There are several drawbacks to the use of BT. The form of BT (BT kurstaki) used against caterpillars of pest species can also affect the caterpillars of beneficial species, such as butterflies, and therefore can be detrimental to non-target populations. The BT used for mosquitoes (BT israelensis) also affects the larvae of black flies and some gnats. While black flies and gnats are not exactly favoured species, they are important food sources for other wildlife. By severely diminishing populations of mosquitoes and black flies, you in turn affect other wildlife populations.

One of the primary threats from the overuse of BT is the development of resistance in the target species. The more heavily BT is used, the faster target pest species will develop resistance to it. If you diminish pest species populations, such as mosquitoes or black flies, your predator populations, such as predatory insects and certain bat or bird species, also diminish if there are no alternate prey species available. Once a pest species develops resistance and increases in number again, there may not be enough natural predators available to keep it in check.
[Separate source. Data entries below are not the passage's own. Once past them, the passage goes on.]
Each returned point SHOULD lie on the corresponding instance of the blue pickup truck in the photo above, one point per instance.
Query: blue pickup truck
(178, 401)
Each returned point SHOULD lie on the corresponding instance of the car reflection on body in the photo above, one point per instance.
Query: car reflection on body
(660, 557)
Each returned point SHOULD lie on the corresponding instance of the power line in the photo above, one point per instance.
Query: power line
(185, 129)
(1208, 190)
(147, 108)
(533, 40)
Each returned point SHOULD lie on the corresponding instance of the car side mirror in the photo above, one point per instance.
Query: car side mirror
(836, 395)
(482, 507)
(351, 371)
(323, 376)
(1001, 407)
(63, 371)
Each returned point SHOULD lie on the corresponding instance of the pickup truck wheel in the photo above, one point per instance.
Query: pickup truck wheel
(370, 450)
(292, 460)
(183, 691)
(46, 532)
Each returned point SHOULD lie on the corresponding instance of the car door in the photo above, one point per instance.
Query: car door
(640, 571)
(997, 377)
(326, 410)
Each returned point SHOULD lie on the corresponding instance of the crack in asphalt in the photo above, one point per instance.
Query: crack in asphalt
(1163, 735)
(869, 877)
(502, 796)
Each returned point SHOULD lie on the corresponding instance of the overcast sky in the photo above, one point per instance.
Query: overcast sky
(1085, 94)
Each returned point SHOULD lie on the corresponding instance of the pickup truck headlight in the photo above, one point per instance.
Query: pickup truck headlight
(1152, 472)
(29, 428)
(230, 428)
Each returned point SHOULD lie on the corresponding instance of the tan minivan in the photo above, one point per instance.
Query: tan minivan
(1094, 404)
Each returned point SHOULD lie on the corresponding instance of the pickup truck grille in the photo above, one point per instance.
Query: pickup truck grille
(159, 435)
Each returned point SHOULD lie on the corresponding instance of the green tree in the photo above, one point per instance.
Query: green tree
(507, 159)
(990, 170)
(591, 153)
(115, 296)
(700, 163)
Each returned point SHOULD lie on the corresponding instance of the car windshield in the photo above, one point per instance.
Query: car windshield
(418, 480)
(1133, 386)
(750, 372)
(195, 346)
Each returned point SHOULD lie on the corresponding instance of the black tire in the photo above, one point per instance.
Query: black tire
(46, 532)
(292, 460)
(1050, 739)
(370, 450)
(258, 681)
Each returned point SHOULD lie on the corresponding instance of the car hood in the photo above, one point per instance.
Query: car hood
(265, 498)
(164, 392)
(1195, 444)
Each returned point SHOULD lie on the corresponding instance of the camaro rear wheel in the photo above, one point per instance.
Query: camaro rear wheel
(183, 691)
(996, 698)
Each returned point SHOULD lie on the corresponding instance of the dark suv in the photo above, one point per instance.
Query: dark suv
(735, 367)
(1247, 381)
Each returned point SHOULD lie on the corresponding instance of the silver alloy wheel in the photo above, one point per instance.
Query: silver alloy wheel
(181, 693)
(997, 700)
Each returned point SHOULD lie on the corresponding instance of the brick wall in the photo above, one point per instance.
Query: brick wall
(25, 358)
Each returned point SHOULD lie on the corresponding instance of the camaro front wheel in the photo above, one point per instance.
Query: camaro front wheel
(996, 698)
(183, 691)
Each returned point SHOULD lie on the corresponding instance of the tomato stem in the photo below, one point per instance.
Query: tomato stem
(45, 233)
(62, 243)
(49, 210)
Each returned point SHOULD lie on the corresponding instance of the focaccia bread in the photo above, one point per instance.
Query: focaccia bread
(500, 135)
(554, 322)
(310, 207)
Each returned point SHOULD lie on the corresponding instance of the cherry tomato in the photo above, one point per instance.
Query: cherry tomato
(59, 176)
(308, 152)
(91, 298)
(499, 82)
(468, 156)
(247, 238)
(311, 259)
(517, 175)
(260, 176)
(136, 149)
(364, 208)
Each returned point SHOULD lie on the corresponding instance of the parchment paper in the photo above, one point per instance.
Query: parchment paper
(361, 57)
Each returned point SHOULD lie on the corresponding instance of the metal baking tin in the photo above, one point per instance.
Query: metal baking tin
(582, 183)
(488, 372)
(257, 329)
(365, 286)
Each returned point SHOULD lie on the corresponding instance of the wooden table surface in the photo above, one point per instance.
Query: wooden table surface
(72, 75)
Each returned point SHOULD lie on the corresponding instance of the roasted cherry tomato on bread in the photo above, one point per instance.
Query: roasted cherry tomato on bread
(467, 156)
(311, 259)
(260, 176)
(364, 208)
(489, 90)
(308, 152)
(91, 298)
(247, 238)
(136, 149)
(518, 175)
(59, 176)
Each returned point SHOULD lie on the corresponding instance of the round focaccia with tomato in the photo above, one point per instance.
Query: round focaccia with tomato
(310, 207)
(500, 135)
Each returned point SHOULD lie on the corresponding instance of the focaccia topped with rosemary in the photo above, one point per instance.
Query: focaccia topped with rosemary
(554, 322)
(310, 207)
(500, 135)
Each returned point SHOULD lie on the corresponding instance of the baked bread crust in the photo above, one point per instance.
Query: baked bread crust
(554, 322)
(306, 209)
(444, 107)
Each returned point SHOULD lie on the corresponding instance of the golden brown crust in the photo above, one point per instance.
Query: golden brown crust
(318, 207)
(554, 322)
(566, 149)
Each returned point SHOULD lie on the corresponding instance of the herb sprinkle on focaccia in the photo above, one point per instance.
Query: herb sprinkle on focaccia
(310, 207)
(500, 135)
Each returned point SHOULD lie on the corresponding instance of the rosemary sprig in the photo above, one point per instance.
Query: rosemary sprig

We recommend encouraging populations of natural predators, such as insect-eating amphibians, bats or birds (i.e., the little brown bat, tree swallow, purple martin, etc.), or predatory insects to keep pest populations under control. A healthy ecosystem is the best defence. BT is best used on a limited scale.

We had to take down a large maple tree that was diseased and in danger of coming down. We would like to do something with the remaining stump. Any suggestions?

Assuming the stump is quite short, under a metre in height, it can be used as a base for a bird-bath. Just put the bath section on the stump, eliminating the need for the base. It needs to be in a fairly open spot so predators can’t leap out and catch the birds.

You can also use the stump as a base for putting up a bird feeder or nesting box. Use it as a base for a brush pile that would provide shelter for wildlife. (Criss-cross tree branches loosely over and around the stump). Or, you could plant vines around the stump and let them grow up and around it.

If there’s no other shelter in your garden, it would be good to plant some trees for the birds. Birds will feel unsafe if there’s no shelter around.

When making your decision, take a look at the whole yard and see what needs to be added. Consider the requirements (www.wildaboutgardening.org/en/get_started/section1/index.htm ) of food, water, and shelter for local wildlife. Then, examine your yard and see what it has and what is missing.